DrBlackbird · 02/03/2022 08:22

This analysis comes from the economist who coined the term ‘bric’ countries. He’s written an interesting article about a presentation he gave in 2008 to Russian economists/govt advising them that the country needed economic reforms if it wanted to achieve more than 2% growth.

I have no great expertise at geopolitics but I have broadly assumed in the past decade or so that Vladimir Putin had decided that his huge domestic popularity would decline because he couldn’t achieve the growth that had taken place pre-crisis. Nor could he really reform, because much of his personal financial benefit and those of some close to him depended on the status quo, so he had to shift to another platform, which was loosely based around the idea of making Russia great.

During those years, I got to know several senior technocrats in the policy world, primarily from the central bank and finance ministry, and leading economic influencers, and I was often struck by how widely the belief was about Putin’s excellence as a strategist.

I had for some years been expecting some great era of big [economic] reforms to be unleashed due to these views but alas, they never came, and instead, this game of playing on his perception of western weakness dominated his apparent strategic thinking.

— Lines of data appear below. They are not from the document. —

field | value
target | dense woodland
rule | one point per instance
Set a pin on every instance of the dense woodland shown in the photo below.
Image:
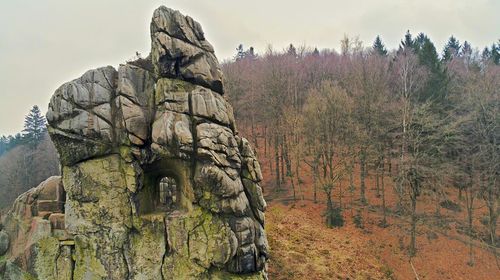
(419, 120)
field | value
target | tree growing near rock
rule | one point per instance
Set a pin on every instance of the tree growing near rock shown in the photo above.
(34, 126)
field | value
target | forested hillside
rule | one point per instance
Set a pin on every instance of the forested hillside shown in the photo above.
(406, 139)
(377, 163)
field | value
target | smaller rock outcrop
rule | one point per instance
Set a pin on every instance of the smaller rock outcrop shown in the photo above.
(156, 182)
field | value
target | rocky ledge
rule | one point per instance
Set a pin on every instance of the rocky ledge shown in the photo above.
(156, 183)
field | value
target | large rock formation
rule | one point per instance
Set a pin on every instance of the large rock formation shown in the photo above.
(156, 183)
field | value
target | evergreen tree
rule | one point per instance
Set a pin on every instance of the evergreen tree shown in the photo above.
(486, 54)
(292, 50)
(251, 53)
(466, 51)
(435, 87)
(407, 42)
(34, 126)
(451, 49)
(240, 52)
(316, 52)
(379, 47)
(495, 53)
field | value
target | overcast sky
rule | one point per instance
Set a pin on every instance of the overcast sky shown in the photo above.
(44, 43)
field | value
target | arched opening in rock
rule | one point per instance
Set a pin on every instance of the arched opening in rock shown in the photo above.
(167, 193)
(164, 188)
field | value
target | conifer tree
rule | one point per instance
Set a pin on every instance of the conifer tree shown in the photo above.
(452, 49)
(34, 126)
(407, 42)
(379, 47)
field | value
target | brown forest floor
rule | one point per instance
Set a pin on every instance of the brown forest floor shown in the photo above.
(302, 247)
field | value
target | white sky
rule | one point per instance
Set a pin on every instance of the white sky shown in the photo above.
(44, 43)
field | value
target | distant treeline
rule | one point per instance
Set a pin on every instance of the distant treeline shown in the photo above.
(425, 120)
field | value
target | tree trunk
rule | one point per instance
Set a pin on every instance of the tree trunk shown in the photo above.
(277, 162)
(384, 210)
(362, 186)
(413, 231)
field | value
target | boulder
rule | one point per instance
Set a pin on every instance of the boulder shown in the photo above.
(119, 134)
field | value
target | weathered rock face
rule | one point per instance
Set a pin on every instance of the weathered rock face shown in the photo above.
(119, 133)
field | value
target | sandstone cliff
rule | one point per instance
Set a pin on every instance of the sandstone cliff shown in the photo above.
(156, 183)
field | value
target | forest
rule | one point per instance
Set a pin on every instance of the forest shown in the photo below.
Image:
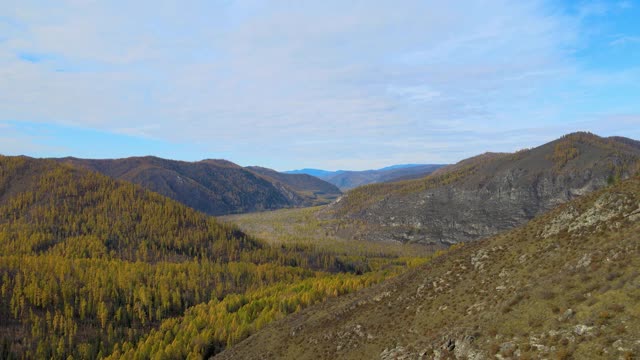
(92, 267)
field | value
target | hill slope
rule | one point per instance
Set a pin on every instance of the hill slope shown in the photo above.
(489, 193)
(315, 191)
(215, 187)
(566, 285)
(92, 267)
(351, 179)
(88, 263)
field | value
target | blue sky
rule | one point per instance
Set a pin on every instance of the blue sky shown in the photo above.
(325, 84)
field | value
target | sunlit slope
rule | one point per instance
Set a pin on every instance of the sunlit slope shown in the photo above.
(565, 285)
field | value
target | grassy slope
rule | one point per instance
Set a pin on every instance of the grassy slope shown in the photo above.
(566, 285)
(303, 226)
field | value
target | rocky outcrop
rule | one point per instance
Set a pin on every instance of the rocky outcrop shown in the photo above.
(490, 193)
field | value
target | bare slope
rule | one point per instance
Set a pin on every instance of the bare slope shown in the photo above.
(564, 286)
(489, 193)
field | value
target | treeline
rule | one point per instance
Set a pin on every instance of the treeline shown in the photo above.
(207, 329)
(89, 265)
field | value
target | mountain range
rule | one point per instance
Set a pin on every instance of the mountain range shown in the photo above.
(564, 286)
(347, 179)
(216, 187)
(486, 194)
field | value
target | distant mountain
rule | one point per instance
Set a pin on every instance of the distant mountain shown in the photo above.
(346, 179)
(313, 189)
(89, 265)
(483, 195)
(215, 187)
(314, 172)
(564, 286)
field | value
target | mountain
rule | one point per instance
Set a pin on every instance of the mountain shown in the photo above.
(322, 174)
(489, 193)
(564, 286)
(314, 190)
(215, 187)
(345, 179)
(90, 265)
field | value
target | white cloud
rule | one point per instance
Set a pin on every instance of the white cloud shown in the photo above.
(276, 79)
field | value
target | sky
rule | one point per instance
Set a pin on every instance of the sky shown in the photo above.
(323, 84)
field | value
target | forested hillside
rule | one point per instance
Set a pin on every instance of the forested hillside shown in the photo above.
(89, 264)
(489, 193)
(564, 286)
(215, 187)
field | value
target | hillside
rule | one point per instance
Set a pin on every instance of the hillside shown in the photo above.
(564, 286)
(484, 195)
(346, 180)
(215, 187)
(315, 191)
(90, 267)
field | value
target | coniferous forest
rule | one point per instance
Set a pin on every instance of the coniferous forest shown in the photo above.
(92, 267)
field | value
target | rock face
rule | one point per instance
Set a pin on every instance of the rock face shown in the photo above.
(523, 294)
(481, 196)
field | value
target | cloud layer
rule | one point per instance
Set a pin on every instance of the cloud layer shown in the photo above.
(351, 84)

Putin is not the first political ruler to use war on neighbours as a diversion to hide failing leadership at home. However there is very little hope that Ukraine can survive as an independent sovereign nation. Russia’s military capabilities and manpower is too great however poorly trained or equipped. Rationally, there is even less hope for Zelensky to survive in the long term.

notimagain · 02/03/2022 08:26

@bluewanda

This is awful Sad

www.dailymail.co.uk/news/article-10567285/Desperate-battle-flee-Kyiv-Thousands-fight-trains-capital.html

Probably a silly question, but why can’t the Ukraine just launch an aircraft and bomb the convoy to smithereens before it reaches Kyiv?

If they could, they would.

The fact the Ukraine hasn’t mean they can’t (Air Force etc not functioning)l

takethegirloutofwales · 02/03/2022 08:29

My 13 year old has taken herself offline - off social media - everything as she wasn’t coping with any of it. I got a ca from school last Friday as she was in tears and needed to speak to me. Turns out she had overheard another kid saying Russia were going to start dropping bombs on us at midday. It took a lot of reassurance to pull her back from being so utterly terrified. It’s hard to balance being honest with the kids and relieving their fears.

vera99 · 02/03/2022 08:34

Social media is a poison as much as it is a panacea. Back in the old days, it would be radio in the morning, news at 6 and 10 and a newspaper maybe and that was that. With books and libraries for those that wanted to go deeper. All filtered through the lens of large institutions that created at its best a coherent national narrative.

The nerds behind "social" and the internet have a lot to answer for.

ChardonnaysPetDragon · 02/03/2022 08:44

My understanding is that as Ukraine is not a NATO country it’s not easy to intervene under international law. As soon as a NATO country is attacked then that would mean NATO joined the war.

Just as well it's not, because then we're all fucked. This is why we need a buffer of non Nato states around Russia as badly as they do.

But I realise my opinion is unpopular.

DrBlackbird · 02/03/2022 08:50

Completely agree with you there vera99. On balance, SM is more poison for children/young people. Useful for adults in times of conflict it seems.